F. Was ist das Anwartschaftsrecht im Immobiliarsachenrecht?
I. Wie entsteht ein Anwartschaftsrecht im Immobiliarsachenrecht?
Der Rechtsprechung des BGH und der herrschenden Lehre folgend ist also wie dargestellt davon auszugehen, dass im Zusammenhang mit einem Grundstückserwerb ein Anwartschaftrecht begründet werden kann.
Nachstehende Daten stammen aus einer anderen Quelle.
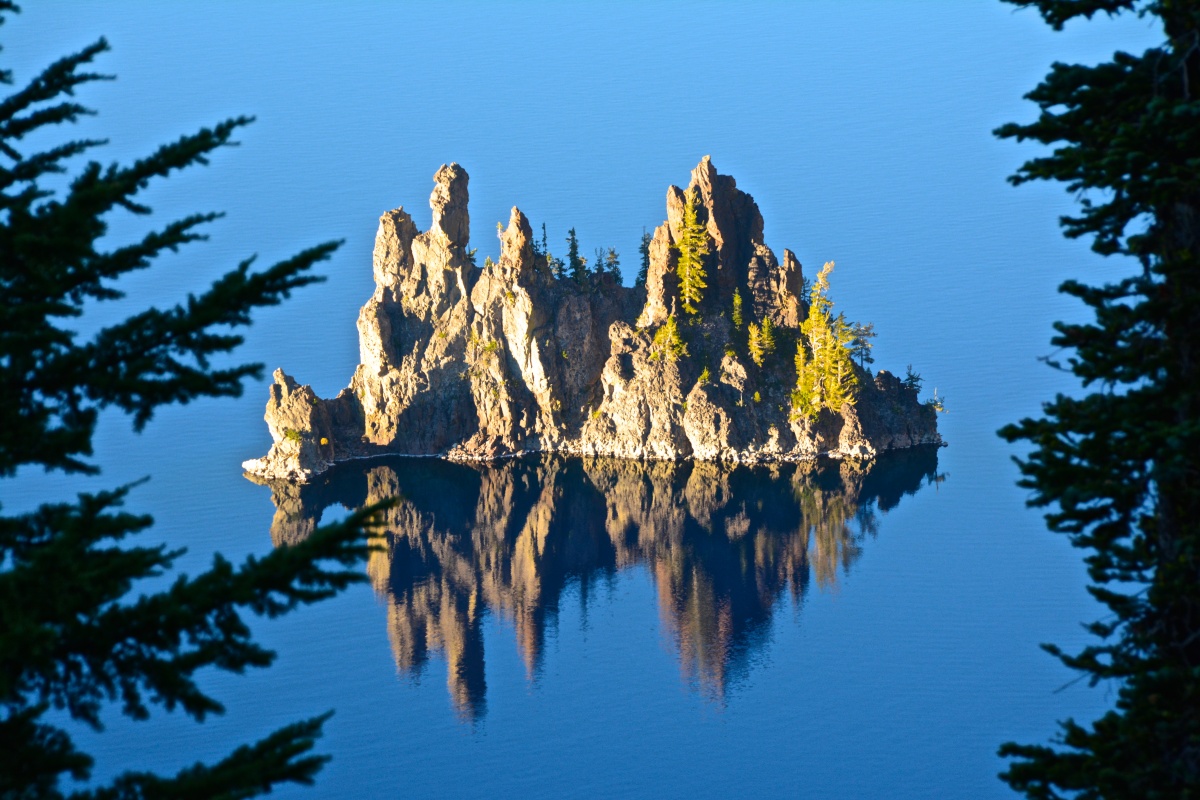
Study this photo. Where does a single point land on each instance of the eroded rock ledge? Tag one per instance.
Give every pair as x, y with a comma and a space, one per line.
481, 364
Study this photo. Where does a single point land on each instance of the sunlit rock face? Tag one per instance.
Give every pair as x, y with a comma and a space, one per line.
724, 545
477, 364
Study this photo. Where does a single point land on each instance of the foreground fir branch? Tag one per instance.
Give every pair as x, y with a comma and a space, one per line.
95, 644
1119, 468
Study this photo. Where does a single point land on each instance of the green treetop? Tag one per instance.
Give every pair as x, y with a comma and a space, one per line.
761, 340
73, 637
825, 372
693, 248
861, 343
1119, 467
643, 269
612, 264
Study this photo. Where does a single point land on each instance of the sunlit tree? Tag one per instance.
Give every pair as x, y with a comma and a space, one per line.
693, 248
643, 250
825, 372
75, 637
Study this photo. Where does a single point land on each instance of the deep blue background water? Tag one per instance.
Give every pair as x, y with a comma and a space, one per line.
862, 130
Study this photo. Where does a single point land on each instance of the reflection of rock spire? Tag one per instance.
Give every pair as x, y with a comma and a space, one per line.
723, 546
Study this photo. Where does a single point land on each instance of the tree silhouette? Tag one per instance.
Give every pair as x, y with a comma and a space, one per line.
72, 638
693, 248
1119, 467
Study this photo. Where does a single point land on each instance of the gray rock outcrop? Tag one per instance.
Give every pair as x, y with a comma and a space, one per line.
484, 362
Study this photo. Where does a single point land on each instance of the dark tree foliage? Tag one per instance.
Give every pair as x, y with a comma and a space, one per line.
72, 636
1117, 468
576, 265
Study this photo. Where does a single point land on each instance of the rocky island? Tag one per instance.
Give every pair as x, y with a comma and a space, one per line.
723, 354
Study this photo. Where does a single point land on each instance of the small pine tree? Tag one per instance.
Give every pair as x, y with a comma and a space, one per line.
643, 250
693, 248
576, 264
828, 371
912, 379
807, 395
612, 263
861, 343
667, 343
768, 336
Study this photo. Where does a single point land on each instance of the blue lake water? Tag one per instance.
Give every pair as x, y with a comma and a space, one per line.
889, 661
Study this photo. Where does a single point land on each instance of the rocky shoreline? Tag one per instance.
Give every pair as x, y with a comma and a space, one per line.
513, 358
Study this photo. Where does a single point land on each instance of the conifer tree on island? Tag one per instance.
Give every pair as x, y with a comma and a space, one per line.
1119, 468
576, 264
693, 248
643, 250
72, 638
825, 371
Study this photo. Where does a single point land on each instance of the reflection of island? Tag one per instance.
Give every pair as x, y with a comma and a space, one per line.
723, 545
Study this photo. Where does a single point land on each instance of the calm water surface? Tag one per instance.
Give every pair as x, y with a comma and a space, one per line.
556, 627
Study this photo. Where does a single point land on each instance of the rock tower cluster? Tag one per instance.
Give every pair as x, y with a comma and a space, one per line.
480, 364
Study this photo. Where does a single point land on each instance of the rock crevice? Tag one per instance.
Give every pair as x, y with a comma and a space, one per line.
480, 364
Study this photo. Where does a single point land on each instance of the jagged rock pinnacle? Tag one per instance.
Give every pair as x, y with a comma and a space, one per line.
479, 364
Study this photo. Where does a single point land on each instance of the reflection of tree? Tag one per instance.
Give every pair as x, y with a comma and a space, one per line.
723, 546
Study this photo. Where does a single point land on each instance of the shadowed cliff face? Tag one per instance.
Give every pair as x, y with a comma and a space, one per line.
724, 547
475, 364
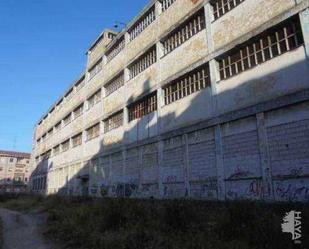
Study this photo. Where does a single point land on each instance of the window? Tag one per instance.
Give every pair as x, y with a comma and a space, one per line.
142, 23
78, 111
166, 4
93, 132
270, 44
77, 140
221, 7
114, 84
56, 150
191, 82
96, 69
184, 32
113, 122
145, 61
67, 119
65, 146
143, 107
115, 49
80, 83
94, 99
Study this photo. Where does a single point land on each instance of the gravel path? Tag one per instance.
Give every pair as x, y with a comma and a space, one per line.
21, 231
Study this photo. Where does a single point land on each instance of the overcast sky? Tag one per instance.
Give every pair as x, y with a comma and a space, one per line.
42, 51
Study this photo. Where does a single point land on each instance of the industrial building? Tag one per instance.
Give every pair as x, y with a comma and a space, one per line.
205, 99
15, 171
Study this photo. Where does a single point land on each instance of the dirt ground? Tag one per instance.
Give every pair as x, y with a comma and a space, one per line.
22, 231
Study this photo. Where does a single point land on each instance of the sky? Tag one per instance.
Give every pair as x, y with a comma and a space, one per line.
42, 51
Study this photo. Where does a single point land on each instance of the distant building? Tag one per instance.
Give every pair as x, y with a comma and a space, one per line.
205, 99
14, 171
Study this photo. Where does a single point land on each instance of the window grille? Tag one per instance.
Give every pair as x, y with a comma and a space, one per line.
95, 69
221, 7
142, 23
184, 32
166, 4
65, 146
94, 99
272, 43
78, 111
93, 132
77, 140
115, 49
142, 63
67, 119
113, 122
143, 107
114, 84
187, 84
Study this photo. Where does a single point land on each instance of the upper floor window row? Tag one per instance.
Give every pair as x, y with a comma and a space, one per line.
187, 84
96, 69
166, 4
145, 61
221, 7
184, 32
114, 84
143, 107
115, 49
272, 43
142, 23
113, 122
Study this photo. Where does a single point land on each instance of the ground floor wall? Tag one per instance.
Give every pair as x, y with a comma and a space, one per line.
259, 153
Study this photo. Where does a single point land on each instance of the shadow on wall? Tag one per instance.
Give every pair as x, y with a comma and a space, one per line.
135, 171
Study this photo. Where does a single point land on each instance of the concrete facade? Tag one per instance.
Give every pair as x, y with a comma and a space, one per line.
15, 171
240, 137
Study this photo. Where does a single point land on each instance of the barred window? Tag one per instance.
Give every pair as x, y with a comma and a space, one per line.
67, 119
166, 4
142, 63
142, 23
56, 150
78, 111
113, 122
96, 69
94, 99
184, 32
221, 7
187, 84
65, 146
77, 140
143, 107
93, 132
114, 84
80, 83
115, 49
272, 43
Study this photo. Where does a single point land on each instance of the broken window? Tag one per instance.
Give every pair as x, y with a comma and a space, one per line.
93, 132
166, 4
114, 84
95, 69
115, 49
77, 140
191, 82
270, 44
142, 63
142, 23
143, 107
184, 32
221, 7
113, 122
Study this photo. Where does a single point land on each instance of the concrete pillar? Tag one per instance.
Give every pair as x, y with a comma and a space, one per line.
304, 21
268, 192
219, 164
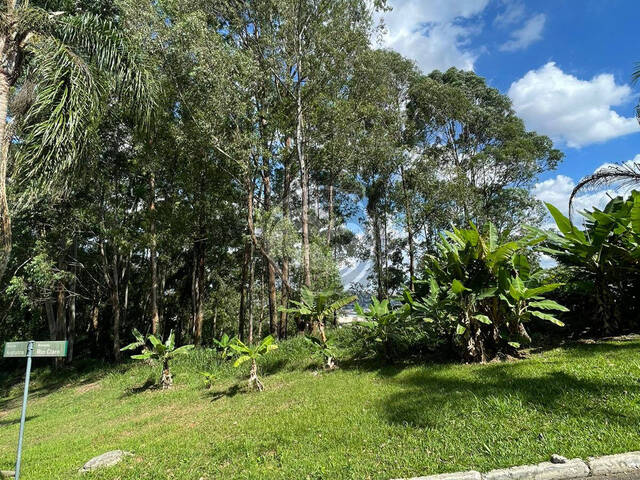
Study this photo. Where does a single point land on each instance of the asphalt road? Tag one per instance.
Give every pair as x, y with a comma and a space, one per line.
630, 476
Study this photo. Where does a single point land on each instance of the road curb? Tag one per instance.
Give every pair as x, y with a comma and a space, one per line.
622, 463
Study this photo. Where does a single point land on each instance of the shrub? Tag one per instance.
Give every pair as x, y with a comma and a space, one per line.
156, 350
483, 292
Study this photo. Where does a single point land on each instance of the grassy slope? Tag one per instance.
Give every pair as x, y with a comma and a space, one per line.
350, 424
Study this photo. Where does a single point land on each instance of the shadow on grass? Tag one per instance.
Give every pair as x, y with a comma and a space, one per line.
47, 380
230, 392
430, 397
149, 384
15, 421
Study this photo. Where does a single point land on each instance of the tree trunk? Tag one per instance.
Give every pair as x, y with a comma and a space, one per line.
409, 223
377, 251
198, 291
243, 289
5, 216
304, 170
71, 324
155, 316
51, 319
167, 380
331, 219
254, 381
115, 307
252, 267
286, 211
270, 270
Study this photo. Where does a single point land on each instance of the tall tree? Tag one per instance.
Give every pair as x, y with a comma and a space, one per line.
67, 55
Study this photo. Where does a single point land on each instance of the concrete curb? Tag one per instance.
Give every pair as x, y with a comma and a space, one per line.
565, 470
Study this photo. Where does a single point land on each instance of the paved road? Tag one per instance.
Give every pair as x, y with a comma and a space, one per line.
630, 476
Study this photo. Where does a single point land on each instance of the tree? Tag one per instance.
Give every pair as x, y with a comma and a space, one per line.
469, 133
383, 324
60, 60
156, 350
622, 175
483, 292
252, 353
314, 307
603, 258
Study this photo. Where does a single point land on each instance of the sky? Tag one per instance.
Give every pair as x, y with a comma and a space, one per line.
566, 65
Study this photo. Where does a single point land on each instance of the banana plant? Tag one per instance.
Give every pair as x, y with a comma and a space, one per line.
156, 350
251, 353
482, 290
603, 254
315, 307
382, 322
326, 350
224, 346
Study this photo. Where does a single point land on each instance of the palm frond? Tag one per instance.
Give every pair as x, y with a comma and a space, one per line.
622, 175
63, 114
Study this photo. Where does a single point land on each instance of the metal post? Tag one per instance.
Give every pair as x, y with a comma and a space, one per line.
24, 408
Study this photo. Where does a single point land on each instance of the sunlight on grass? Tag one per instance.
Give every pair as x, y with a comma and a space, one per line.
376, 423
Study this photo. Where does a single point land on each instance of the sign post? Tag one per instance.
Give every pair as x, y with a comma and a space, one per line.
30, 349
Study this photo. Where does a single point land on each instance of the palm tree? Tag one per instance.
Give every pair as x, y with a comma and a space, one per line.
56, 70
620, 174
253, 353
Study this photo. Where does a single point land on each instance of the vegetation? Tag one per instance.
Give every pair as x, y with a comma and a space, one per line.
156, 350
483, 291
251, 354
397, 421
600, 264
196, 167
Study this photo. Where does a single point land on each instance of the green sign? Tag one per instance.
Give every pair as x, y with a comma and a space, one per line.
40, 349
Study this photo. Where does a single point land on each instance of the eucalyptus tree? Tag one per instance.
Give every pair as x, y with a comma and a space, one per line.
470, 134
378, 93
58, 69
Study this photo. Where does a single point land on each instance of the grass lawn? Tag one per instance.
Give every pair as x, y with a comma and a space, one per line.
355, 423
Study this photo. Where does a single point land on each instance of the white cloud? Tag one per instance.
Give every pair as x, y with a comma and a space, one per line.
529, 33
558, 190
514, 12
430, 33
577, 112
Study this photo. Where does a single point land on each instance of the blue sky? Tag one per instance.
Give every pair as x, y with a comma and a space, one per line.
566, 64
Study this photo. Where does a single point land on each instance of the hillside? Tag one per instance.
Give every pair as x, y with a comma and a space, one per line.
354, 423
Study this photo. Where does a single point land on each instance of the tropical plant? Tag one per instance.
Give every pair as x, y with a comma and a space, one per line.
62, 67
209, 378
483, 291
623, 175
605, 256
156, 350
314, 307
223, 346
383, 325
252, 353
325, 350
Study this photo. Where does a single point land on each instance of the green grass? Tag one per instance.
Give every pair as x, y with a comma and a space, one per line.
355, 423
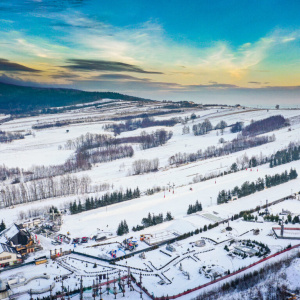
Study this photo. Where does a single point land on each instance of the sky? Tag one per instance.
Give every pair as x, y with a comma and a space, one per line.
205, 51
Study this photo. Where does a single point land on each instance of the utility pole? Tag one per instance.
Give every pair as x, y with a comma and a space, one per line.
62, 289
81, 289
123, 286
107, 285
115, 289
100, 288
94, 290
141, 292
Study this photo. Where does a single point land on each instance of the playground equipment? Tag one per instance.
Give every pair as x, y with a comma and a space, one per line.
129, 244
113, 253
144, 236
170, 248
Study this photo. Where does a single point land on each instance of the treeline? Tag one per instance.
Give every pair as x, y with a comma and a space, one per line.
152, 220
206, 127
33, 99
237, 127
265, 125
106, 199
154, 139
194, 208
109, 154
48, 188
122, 228
2, 226
133, 124
285, 156
146, 140
8, 137
248, 188
145, 166
235, 145
54, 124
146, 115
257, 284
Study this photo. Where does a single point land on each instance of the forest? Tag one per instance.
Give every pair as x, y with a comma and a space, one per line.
266, 125
238, 144
248, 188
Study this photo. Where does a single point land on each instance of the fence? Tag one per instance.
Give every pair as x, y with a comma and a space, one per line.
217, 280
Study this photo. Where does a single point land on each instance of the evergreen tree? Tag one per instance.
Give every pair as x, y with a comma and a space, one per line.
2, 226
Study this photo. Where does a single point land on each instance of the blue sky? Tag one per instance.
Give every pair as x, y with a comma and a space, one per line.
157, 49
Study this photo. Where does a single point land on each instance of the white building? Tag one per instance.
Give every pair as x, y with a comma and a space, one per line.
8, 256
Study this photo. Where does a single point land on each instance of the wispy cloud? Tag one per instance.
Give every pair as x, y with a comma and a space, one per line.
102, 65
6, 65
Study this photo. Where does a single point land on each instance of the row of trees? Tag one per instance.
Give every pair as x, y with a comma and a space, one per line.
105, 200
109, 154
265, 283
152, 220
145, 166
154, 139
235, 145
133, 124
48, 188
248, 188
194, 208
291, 153
202, 128
8, 137
265, 125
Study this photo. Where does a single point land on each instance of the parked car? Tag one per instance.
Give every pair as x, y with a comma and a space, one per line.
84, 239
76, 241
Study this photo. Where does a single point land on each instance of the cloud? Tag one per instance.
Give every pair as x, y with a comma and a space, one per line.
6, 65
214, 86
104, 65
64, 75
254, 82
18, 81
119, 77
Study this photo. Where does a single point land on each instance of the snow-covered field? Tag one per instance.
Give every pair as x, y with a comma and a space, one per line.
43, 148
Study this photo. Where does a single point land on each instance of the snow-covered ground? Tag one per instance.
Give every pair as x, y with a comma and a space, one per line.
42, 148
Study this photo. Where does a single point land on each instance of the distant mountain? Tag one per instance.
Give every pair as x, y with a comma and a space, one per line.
17, 99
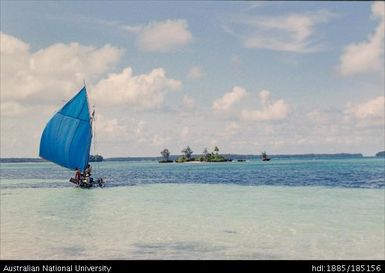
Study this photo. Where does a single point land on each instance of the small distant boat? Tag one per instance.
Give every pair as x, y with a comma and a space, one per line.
66, 139
264, 157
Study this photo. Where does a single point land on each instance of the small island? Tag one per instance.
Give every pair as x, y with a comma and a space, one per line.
166, 156
187, 156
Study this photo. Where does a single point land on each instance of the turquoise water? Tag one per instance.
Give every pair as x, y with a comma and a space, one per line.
287, 209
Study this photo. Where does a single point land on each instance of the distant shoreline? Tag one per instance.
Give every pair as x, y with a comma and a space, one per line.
232, 156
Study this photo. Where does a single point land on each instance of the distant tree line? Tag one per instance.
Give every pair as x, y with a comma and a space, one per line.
187, 156
96, 158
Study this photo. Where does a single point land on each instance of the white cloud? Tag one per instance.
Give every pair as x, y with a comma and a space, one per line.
184, 132
367, 111
229, 99
109, 126
264, 96
292, 32
270, 110
162, 36
366, 56
52, 72
143, 91
188, 102
196, 72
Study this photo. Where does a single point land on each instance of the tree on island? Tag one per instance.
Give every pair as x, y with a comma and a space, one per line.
187, 153
166, 155
206, 155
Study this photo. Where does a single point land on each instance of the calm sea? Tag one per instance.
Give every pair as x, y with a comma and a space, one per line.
282, 209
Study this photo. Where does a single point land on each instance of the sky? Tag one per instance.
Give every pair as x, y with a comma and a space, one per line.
281, 77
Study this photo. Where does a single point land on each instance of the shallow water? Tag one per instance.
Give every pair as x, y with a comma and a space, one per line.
215, 211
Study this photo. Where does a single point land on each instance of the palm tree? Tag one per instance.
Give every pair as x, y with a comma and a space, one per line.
166, 154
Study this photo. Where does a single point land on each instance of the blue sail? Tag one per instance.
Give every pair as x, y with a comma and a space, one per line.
66, 139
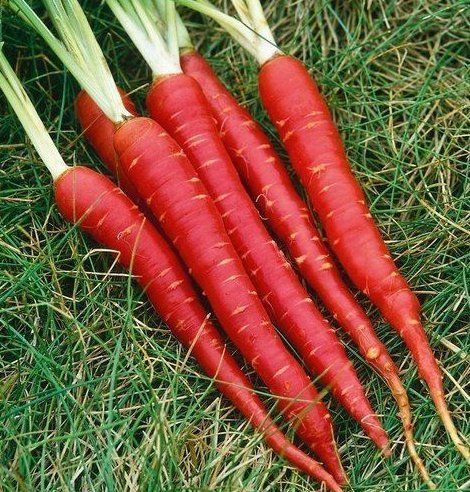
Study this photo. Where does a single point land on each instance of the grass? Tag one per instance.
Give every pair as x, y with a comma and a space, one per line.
95, 394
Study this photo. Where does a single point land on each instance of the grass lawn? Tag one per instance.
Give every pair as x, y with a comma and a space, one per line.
96, 395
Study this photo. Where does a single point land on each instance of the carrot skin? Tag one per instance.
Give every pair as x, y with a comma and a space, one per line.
104, 212
172, 189
306, 127
99, 132
179, 105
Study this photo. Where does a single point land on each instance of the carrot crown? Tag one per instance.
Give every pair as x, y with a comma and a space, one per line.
155, 30
29, 118
78, 50
251, 31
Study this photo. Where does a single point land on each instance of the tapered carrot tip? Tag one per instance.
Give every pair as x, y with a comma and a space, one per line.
386, 451
446, 419
331, 461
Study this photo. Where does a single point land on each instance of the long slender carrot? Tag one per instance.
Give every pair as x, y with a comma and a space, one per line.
178, 104
262, 170
295, 105
165, 178
101, 209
Um dem Erwerber ein Anwartschaftsrecht zuzusprechen, müssen allerdings folgende Voraussetzungen erfüllt sein:
- Auflassung zwischen Veräußerer und Erwerber
- Erteilung der Eintragungsbewilligung
- Antragsstellung durch den Erwerber
- Keine Zurückweisung des Antrags durch das Grundbuchamt
Eine Antragsstellung zur Eintragung des Erwerbers in das Grundbuch durch den Veräußerer, der gemäß § 13 Abs. 1 GBO zur Antragsstellung berechtigt ist, reicht für die Entstehung eines Anwartschaftsrechts nicht aus. Der Hintergrund hierfür ist, dass der Veräußerer seinen Antrag nach § 31 GBO bis zur tatsächlich erfolgten Eintragung zurückziehen kann und daher noch in der Lage wäre, den Eigentumserwerb einseitig zu verhindern.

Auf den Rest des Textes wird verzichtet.